The consummate boredom of American Idol is slowly abating as the also-rans are slowly eliminated. Last week’s have-not was Michael Sarver, the oil rig roughneck who was lucky to make the top ten in the first place.
This Mouse opined that it would be either Sarver or Megan Joy who would be eliminated. Fortunately, it was Sarver, for if good looks and body heat were the only selection criteria, Megan would be this year’s Idol, hands down. I need a few more weeks of her to maintain my interest while we wade through a plethora of perniciously pedestrian performances, paring the pool to the penultimate pairing prior to crowning this year’s foregone conclusion.
Gratuitous alliteration aside, WTF am I talking about? I’ll boil it down for you. Adam Lambert is going to win this thing and Allison is going to be the runner-up. Aside from Megan, who has carnal attributes that eclipse her performing skill, the rest bore me.

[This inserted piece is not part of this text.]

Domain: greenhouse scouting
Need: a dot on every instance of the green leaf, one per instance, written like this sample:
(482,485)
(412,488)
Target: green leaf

And so, here is this handicapper’s tout sheet for these final nine:
Adam Lambert 4-5. Runs well on any surface, a wire-to-wire front-runner.
Allison Iraheta 3-1. Young filly with a big heart and a big whinny.

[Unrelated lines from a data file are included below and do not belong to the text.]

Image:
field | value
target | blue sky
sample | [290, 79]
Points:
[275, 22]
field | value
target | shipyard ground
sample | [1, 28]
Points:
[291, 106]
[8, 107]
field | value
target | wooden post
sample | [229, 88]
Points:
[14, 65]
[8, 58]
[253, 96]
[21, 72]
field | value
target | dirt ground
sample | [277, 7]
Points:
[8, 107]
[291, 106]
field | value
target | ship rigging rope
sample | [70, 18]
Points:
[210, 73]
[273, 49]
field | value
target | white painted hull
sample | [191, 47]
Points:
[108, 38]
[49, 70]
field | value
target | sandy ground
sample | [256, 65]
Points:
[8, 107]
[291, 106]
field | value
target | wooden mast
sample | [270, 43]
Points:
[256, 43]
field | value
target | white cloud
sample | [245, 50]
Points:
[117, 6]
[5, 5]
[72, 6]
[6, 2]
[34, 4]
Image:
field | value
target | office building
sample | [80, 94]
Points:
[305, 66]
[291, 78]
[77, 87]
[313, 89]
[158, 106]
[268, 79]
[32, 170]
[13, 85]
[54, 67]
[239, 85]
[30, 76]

Danny Gokey 7-2. (Blinkers on.) Might surprise.
Matt Giraud 10-1. Plenty of run in cheaper company.
Lil Rounds 12-1. Chestnut filly who fades in the stretch.
Kris Allen 20-1. Needs some seasoning.
Anoop Desai 20-1. Not a factor.
Megan Joy 30-1. Good looking filly. Needs to come to the Mouse’s stud farm.
Scott MacIntyre 50-1. Gone this week.